Gerade solche Schockanrufe kommen aus Sicht des Opferhilfe Vereins Weißer Ring aktuell besonders häufig vor. „Auch wenn die Mehrzahl der Angerufenen den Täuschungsversuch eines Schockanrufs bemerken, fallen auch lebenserfahrene und ,coole' Menschen immer wieder auf die Masche herein“, teilt der Verein mit.
Nicht nur der finanzielle Schaden schockiert
Neben dem finanziellen Schaden litten die Opfer noch auf ganz andere Weise: Betroffene berichteten, dass sie nach der falschen schlimmen Nachricht „blass werden, zu zittern beginnen, es folgen Schweißausbrüche, Ängste, unendliche Ängste, schneller Herzschlag, gefolgt von Weinkrämpfen, der Kreislauf versagt, der Körper wird nicht mehr ausreichend mit Blut und Sauerstoff versorgt und im Kopf herrscht eine Leere, totale Leere“, schildert der Weiße Ring. Sogar an Traumakliniken mussten Betroffene schon vermittelt werden.
Bei Stech war hingegen gar keine ausgedachte Geschichte nötig. Nur der Druck, der von ihrer angeblichen Tochter kam. „Ich bin Opfer meines Kopfkinos geworden.“ Sie sei extra 20 Minuten zur Bank gefahren, um die Überweisung zu tätigen.
Heute redet sie mit anderen über diese Erfahrung. „Ich bin nicht allein in dem Club“, sagt sie.

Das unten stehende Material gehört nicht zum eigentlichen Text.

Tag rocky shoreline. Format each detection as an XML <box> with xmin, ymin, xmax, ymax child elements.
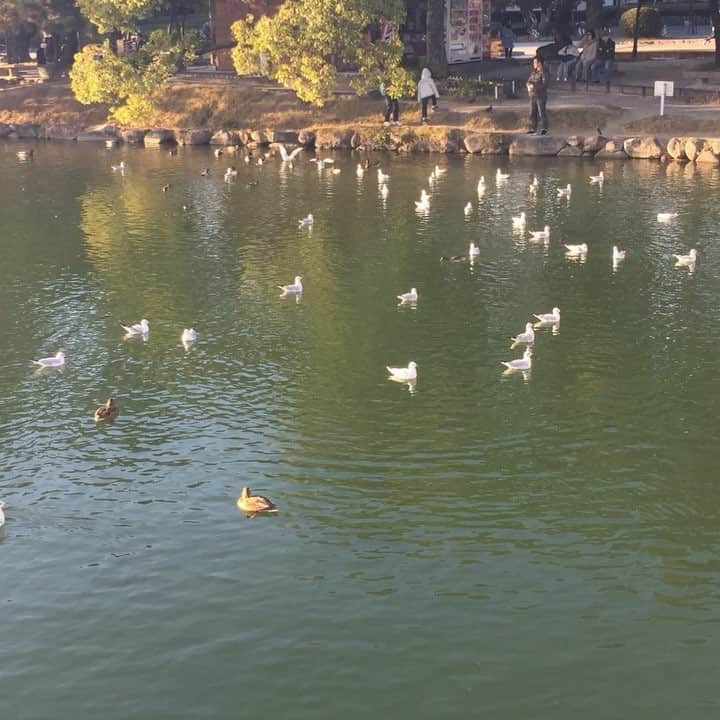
<box><xmin>1</xmin><ymin>120</ymin><xmax>719</xmax><ymax>164</ymax></box>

Ein Bekannter, selbst ein gebildeter Mann, sei noch in Latschen ins Auto gestiegen, um den Betrügern 10000 Euro zu überweisen. „Dieses Geld hat er nie wieder gesehen.“
„Zum Schluss gab es dann noch die Nachricht. ,Danke, Mama, ich ich liebe dich!' Mit einem Herz-Emoji.“ Und ausgerechnet das hatte das Betrugsopfer dann doch entscheidend irritiert. „Meine Tochter hat noch nie solche Emojis geschickt.“
Sie ahnte: Das war Betrug. Und verlor keine Zeit. Nicht die Polizei, sondern die Bank wurde als allererstes verständigt. „Die Mitarbeiterin war kurz vor Feierabend, hat aber sofort alles stehen und liegen gelassen, um sich zu kümmern“, lobt die Sauerländerin.

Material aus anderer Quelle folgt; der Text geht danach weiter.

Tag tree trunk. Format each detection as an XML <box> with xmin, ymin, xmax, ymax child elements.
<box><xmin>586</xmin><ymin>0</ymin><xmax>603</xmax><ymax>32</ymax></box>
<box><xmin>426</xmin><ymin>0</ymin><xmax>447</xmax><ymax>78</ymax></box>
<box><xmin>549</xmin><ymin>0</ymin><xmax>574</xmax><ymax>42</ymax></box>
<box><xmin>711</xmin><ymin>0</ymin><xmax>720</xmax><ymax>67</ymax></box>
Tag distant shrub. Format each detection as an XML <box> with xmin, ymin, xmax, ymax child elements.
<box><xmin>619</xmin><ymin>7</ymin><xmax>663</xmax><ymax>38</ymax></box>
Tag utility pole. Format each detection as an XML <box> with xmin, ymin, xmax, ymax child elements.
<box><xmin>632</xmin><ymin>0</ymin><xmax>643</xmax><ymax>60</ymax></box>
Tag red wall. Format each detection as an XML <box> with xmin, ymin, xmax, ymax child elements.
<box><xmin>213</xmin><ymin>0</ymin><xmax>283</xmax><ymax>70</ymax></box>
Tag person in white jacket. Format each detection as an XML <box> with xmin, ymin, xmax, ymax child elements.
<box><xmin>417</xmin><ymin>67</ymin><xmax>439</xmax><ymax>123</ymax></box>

Glück im Unglück beim Einkeltrick
Angela Stech hatte Glück: Am nächsten Morgen meldete die Bank Vollzug. Die rund 1700 Euro waren wieder da. „Die Überweisung ging auf ein inländisches Konto, das war der Vorteil“, sagt sie. Auch Anzeige erstattete sie, doch die sei eingestellt worden. Die Strafverfolgung fällt schwer. Landauf, landab setzt die Polizei auf Prävention.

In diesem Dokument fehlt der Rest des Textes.